Hello,
I am planning the architecture for a semantic search model using LLM on my custom data through RAG. I needed some help the stack i should use to build this that would be best for the use case as well as costs. I am lost with seeing lot of models like Cohere, azure apart from OpenAI or using embeddings from Pinecone or Mongo.
I will try my best to explain my use case below:
I have a fixed set of SKUs and a data of keywords around these SKUs that highlight its usage / keywords that are suited for the industry.
A typical flow would be:
User searches on my website about what he is looking for (perhaps with keywords that signal the industry or usage)
LLM suggests what SKUs may suit based on the industry or intended application and generate multiple options with the available SKUs.

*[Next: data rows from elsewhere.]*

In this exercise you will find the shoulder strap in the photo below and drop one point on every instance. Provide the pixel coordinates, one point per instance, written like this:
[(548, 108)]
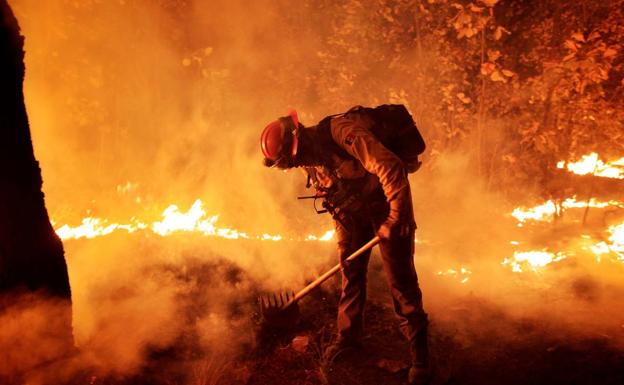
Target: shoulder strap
[(328, 146)]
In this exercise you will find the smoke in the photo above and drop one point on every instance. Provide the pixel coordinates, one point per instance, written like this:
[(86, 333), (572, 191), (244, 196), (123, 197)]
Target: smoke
[(137, 105)]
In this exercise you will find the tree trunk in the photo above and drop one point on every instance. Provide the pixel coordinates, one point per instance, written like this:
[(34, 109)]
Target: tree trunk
[(32, 262)]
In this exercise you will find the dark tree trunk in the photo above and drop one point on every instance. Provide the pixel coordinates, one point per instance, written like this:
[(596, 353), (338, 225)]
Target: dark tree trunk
[(32, 261)]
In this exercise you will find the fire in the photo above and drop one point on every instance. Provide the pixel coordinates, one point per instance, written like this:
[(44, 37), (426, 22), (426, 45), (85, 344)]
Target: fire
[(591, 164), (533, 260), (616, 245), (546, 211), (94, 227), (173, 220), (462, 273)]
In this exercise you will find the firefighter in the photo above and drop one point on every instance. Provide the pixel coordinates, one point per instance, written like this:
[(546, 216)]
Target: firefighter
[(367, 191)]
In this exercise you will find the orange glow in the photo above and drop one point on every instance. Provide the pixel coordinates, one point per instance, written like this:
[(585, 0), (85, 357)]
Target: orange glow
[(615, 244), (591, 164), (173, 221), (463, 274), (523, 261), (546, 211)]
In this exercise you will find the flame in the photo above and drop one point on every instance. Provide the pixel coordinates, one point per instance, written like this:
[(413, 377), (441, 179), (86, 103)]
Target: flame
[(173, 220), (533, 260), (591, 164), (462, 273), (546, 211), (616, 245)]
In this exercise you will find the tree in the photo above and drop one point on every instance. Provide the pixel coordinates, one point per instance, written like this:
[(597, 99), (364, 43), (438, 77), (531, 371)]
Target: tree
[(33, 271)]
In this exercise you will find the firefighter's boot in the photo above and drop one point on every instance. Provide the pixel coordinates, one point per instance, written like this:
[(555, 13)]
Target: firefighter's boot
[(419, 373), (340, 347)]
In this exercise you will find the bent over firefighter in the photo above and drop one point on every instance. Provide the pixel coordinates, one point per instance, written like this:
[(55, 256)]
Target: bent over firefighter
[(358, 163)]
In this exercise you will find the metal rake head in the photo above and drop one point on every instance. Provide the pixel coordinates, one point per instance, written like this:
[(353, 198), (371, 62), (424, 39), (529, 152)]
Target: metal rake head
[(279, 309)]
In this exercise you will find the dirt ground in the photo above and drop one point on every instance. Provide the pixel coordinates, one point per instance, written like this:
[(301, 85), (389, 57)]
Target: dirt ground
[(473, 343)]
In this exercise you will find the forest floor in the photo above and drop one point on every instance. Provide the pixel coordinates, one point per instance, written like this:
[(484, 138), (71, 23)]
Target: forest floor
[(562, 324)]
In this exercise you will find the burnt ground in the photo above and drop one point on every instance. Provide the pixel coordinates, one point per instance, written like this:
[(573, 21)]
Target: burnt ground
[(472, 340), (473, 343)]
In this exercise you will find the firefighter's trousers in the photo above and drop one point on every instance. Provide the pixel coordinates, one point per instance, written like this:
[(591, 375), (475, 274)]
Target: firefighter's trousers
[(397, 255)]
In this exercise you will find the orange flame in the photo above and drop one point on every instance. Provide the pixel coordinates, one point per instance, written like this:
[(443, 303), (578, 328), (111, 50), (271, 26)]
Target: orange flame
[(532, 260), (591, 164), (173, 221), (546, 211), (616, 245), (462, 273)]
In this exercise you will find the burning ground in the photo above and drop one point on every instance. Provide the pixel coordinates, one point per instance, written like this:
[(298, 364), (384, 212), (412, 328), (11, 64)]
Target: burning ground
[(516, 295), (145, 119)]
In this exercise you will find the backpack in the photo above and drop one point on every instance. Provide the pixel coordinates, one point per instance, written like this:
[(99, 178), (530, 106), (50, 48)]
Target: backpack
[(392, 125)]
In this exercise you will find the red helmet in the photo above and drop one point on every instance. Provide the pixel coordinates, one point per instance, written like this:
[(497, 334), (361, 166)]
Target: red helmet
[(279, 141)]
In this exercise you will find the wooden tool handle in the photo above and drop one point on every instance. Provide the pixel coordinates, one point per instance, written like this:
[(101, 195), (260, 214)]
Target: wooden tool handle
[(306, 290)]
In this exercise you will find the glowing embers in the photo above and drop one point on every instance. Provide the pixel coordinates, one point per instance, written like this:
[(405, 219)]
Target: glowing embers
[(546, 211), (615, 245), (463, 274), (590, 164), (96, 227), (328, 236), (532, 260), (195, 220), (173, 221)]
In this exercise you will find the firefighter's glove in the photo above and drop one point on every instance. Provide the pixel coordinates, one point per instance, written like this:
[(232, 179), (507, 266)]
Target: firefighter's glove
[(400, 221)]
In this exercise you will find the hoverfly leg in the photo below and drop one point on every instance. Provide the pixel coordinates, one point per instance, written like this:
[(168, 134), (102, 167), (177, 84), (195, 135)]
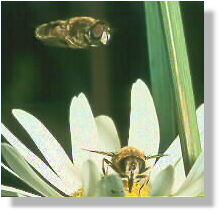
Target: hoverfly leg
[(105, 171), (146, 180)]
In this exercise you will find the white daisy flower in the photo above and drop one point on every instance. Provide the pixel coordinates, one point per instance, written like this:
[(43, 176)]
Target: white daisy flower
[(97, 134), (65, 176)]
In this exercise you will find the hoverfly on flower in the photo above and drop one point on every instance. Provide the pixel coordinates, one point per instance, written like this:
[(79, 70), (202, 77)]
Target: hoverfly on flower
[(76, 33)]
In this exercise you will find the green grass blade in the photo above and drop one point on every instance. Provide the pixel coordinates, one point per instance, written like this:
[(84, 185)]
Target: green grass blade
[(180, 70), (160, 74)]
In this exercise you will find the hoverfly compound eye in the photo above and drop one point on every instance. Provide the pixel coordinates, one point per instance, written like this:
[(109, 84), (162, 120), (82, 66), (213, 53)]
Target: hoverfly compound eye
[(100, 32)]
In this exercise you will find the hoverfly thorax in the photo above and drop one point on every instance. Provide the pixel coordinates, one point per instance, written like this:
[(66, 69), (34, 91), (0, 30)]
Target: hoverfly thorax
[(131, 168), (130, 163), (77, 33)]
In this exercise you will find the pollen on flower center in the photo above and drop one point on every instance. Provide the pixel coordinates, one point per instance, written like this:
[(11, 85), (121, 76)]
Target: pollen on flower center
[(79, 193), (138, 190)]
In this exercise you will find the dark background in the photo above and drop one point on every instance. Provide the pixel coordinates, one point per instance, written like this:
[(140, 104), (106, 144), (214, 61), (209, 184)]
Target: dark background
[(42, 79)]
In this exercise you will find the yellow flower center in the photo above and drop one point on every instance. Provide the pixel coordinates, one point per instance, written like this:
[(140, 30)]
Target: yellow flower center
[(79, 193), (138, 190)]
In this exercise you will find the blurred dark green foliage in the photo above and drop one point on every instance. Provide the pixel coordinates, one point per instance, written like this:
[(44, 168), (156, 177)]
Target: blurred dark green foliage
[(42, 79)]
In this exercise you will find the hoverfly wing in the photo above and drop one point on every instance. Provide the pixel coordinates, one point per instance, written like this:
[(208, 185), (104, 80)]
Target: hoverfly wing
[(111, 154)]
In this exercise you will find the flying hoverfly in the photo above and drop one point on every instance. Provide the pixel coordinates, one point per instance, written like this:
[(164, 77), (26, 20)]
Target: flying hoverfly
[(130, 163), (76, 33)]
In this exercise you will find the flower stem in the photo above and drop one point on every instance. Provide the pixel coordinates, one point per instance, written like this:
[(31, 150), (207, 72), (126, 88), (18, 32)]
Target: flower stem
[(180, 71)]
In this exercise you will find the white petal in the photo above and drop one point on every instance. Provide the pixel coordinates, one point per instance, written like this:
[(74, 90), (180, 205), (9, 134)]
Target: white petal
[(144, 132), (25, 172), (162, 184), (108, 136), (84, 133), (91, 176), (194, 183), (34, 161), (174, 158), (50, 148), (200, 120), (17, 191)]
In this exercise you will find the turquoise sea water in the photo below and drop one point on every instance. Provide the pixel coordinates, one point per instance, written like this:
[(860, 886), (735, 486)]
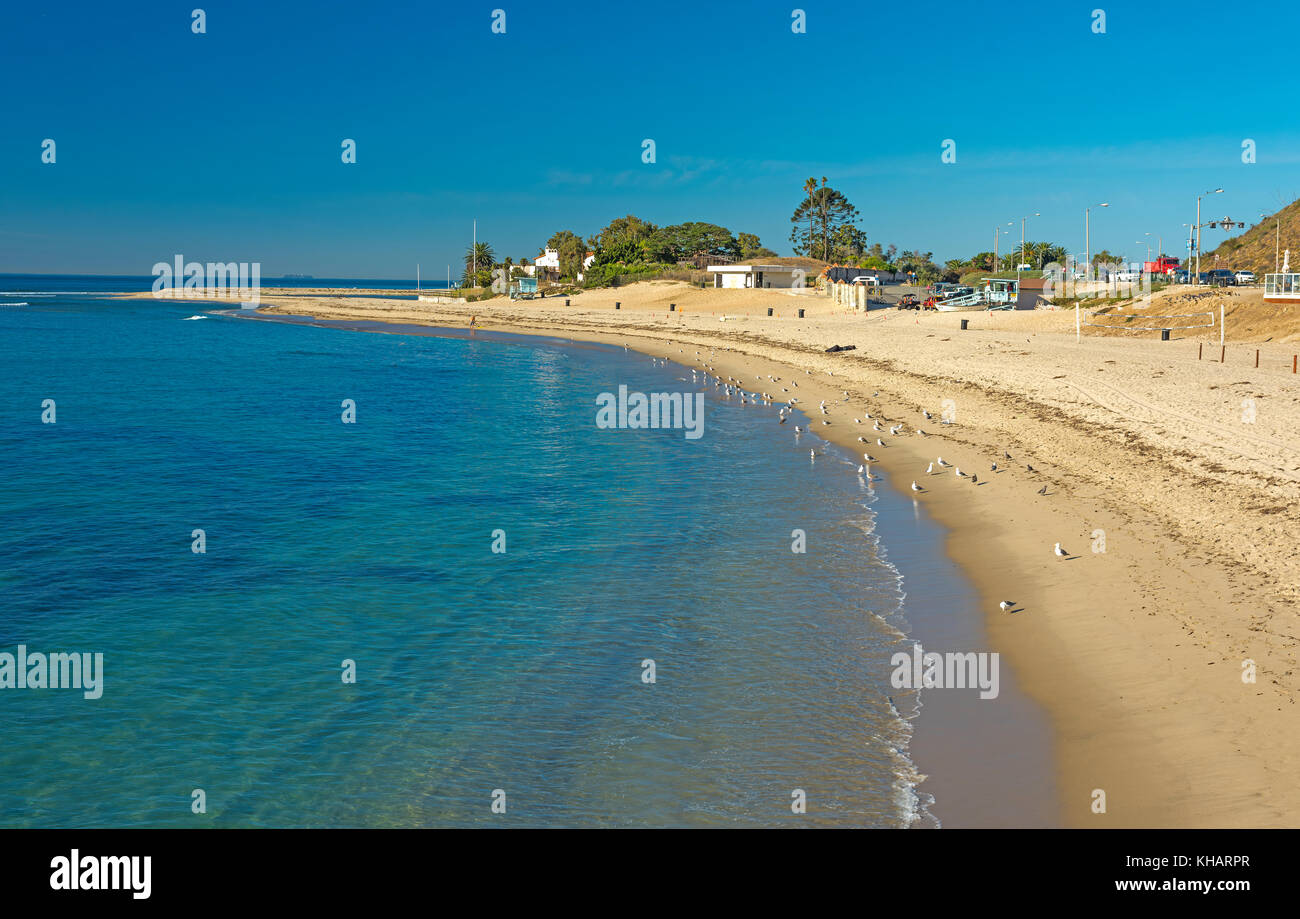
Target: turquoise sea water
[(372, 542)]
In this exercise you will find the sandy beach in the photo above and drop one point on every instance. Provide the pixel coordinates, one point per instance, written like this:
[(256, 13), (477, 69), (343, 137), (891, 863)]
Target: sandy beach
[(1169, 477)]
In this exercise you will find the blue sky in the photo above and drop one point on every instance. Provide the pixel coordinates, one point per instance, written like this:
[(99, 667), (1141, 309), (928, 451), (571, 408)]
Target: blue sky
[(226, 146)]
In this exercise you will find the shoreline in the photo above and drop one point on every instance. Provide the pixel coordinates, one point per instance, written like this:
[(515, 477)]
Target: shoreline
[(953, 750), (1135, 651)]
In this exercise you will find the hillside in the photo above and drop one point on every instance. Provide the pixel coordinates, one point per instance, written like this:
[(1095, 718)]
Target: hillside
[(1255, 248)]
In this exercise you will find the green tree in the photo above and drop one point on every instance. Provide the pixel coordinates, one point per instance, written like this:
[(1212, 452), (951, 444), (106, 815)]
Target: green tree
[(480, 256), (624, 241), (572, 251), (848, 243), (684, 241), (824, 209)]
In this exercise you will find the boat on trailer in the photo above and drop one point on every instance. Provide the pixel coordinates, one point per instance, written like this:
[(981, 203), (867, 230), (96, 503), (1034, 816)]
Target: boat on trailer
[(996, 294)]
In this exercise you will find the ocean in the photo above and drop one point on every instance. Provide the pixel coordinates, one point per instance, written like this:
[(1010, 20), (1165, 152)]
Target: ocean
[(495, 569)]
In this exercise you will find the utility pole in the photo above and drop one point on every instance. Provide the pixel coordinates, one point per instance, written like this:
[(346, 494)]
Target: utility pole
[(1087, 237), (1022, 250), (1214, 191)]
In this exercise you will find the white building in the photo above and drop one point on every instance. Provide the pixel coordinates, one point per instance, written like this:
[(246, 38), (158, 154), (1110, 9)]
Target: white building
[(754, 276), (547, 264)]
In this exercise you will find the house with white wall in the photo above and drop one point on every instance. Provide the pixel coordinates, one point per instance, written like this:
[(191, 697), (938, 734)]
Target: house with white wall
[(754, 276), (547, 264)]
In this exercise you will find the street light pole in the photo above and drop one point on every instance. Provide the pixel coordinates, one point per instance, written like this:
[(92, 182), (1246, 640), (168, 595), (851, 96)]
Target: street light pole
[(1216, 191), (1087, 237), (1022, 248), (1277, 241)]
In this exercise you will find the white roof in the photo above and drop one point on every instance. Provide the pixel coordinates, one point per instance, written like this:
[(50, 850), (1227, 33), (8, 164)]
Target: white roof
[(752, 268)]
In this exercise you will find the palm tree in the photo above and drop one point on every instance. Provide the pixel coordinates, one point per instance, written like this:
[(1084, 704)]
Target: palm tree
[(480, 255)]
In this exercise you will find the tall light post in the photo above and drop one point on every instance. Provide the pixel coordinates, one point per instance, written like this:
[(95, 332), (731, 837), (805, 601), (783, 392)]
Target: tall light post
[(1213, 191), (997, 237), (1022, 247), (1277, 241), (1087, 237)]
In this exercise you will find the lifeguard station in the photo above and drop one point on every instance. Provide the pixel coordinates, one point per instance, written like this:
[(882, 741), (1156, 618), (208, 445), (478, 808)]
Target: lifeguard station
[(524, 289), (1283, 286)]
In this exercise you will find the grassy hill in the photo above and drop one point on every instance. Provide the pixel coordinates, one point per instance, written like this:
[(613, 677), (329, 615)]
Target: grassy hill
[(1255, 247)]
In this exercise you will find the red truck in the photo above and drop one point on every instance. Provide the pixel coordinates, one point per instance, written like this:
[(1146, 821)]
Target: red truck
[(1162, 265)]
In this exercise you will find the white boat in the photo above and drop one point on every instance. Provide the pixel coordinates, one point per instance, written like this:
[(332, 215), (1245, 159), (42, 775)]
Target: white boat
[(997, 294)]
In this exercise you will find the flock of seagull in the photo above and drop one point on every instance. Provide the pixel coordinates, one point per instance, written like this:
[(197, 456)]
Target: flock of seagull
[(748, 395)]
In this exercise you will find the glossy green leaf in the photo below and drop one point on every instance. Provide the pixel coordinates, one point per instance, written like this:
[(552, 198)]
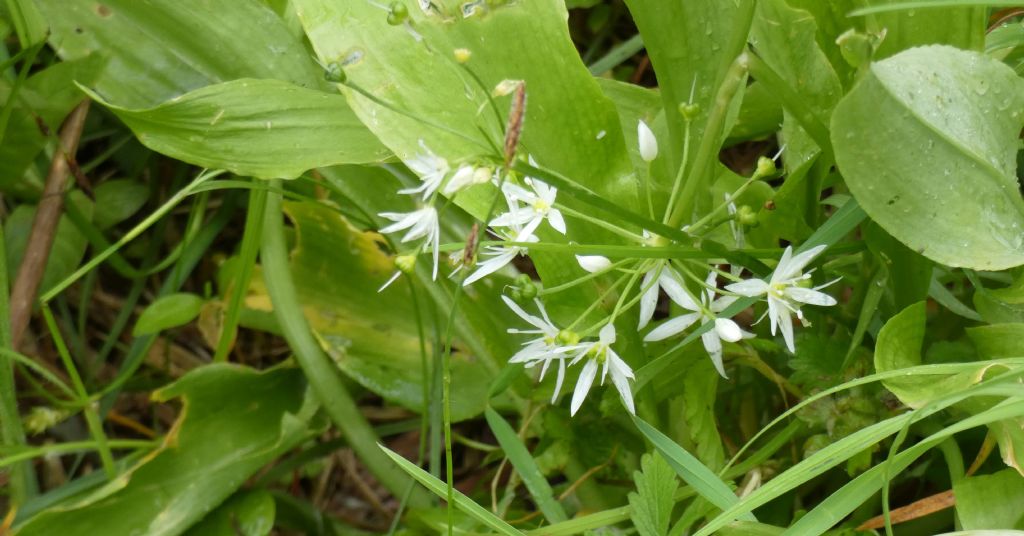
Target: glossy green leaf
[(262, 128), (652, 502), (246, 513), (990, 501), (235, 420), (701, 479), (169, 312), (524, 464), (118, 200), (938, 171), (372, 335), (159, 50)]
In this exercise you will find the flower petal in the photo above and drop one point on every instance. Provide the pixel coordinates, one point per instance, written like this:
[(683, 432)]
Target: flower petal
[(807, 295), (583, 385), (750, 288), (672, 327)]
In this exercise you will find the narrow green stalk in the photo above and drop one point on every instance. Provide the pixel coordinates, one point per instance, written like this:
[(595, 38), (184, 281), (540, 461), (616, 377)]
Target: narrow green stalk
[(131, 235), (92, 420), (240, 283), (23, 481), (320, 370), (793, 102), (708, 150)]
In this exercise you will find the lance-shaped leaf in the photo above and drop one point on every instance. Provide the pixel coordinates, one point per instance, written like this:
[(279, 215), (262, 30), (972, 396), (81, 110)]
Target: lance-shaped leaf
[(928, 143)]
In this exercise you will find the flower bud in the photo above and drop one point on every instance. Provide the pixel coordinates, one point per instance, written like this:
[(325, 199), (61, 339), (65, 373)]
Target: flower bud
[(397, 13), (766, 167), (647, 141), (406, 263), (463, 54), (593, 263)]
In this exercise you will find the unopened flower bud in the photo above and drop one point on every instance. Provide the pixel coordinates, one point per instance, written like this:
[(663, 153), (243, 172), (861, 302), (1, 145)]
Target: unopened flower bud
[(397, 13), (647, 141), (406, 263), (689, 111), (745, 215), (766, 167), (593, 263), (463, 54)]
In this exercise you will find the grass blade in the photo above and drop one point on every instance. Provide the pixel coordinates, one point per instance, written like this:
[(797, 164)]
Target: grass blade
[(524, 464), (702, 480), (462, 502)]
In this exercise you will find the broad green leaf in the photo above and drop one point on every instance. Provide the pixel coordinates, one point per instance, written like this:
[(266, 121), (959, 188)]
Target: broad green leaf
[(938, 171), (652, 502), (999, 340), (524, 464), (955, 26), (233, 421), (118, 200), (990, 501), (690, 45), (169, 312), (701, 479), (462, 502), (69, 243), (159, 50), (246, 513), (261, 128), (372, 336)]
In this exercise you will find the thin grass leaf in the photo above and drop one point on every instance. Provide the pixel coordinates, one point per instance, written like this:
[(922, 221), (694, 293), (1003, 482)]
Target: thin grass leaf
[(524, 464), (462, 502), (704, 481)]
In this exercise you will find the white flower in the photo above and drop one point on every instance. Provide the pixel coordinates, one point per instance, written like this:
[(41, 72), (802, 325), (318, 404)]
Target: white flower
[(725, 329), (464, 177), (421, 223), (431, 169), (599, 354), (647, 141), (662, 277), (500, 256), (593, 263), (783, 292), (540, 206), (551, 344)]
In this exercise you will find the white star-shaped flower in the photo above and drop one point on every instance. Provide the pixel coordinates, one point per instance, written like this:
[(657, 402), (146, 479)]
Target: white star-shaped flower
[(421, 223), (431, 169), (725, 329), (783, 291), (600, 355)]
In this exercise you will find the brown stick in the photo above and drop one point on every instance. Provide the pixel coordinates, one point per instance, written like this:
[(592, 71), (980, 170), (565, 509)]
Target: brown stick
[(37, 252)]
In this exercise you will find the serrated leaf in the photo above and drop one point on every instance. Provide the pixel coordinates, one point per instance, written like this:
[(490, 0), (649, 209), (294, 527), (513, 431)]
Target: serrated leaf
[(169, 312), (260, 128), (652, 502), (939, 171)]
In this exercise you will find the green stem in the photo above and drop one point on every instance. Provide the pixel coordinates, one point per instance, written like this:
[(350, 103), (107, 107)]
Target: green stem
[(240, 283), (320, 370), (710, 142)]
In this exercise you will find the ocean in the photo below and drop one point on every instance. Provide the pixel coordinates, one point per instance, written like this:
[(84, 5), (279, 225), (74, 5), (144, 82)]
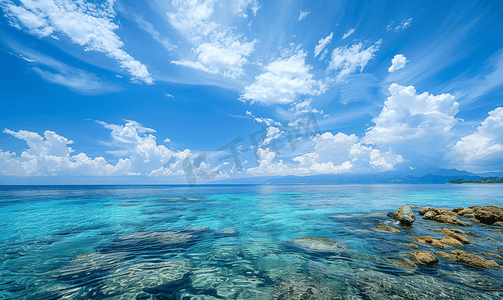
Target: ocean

I would want the above options generated in json format so that i can call external apis to check availability and pricing of those options
I would also like to ensure that the LLM gets the regional context of certain words based on the location of the user (this won’t be multi-lingual but certain words in English may phonetically sound similar to a word in regional language). If i pass it as a data point in RAG, would it be able to handle it?
thank you for reverting.
Its not a keyword search exactly. Those keywords are just to help ensure that the specific SKU is captured when something similar is searched.
Although, your question makes me wonder if adding those keywords is necessary in the first place if the LLM model can do its semantic search.
Like for example a search term that perhaps contains a keyword “handmade” may be a boutique.
In other words i am trying to find the type of industry or business from a search.
Now i have data of where a particular product would be more suitable (i.e. keywords)
Hence, need AI / LLM based approach here. Now i wonder if LLM needs this data in the first place - maybe a trial and error approach that i will have to figure out.
Another thing is this data will not require constant updation. It maybe that this data is changed once in a month initially and later even lesser periods mainly to optimize for output.
What i have done so far is upload that data in a pdf to my custom GPT and the output i received was very good.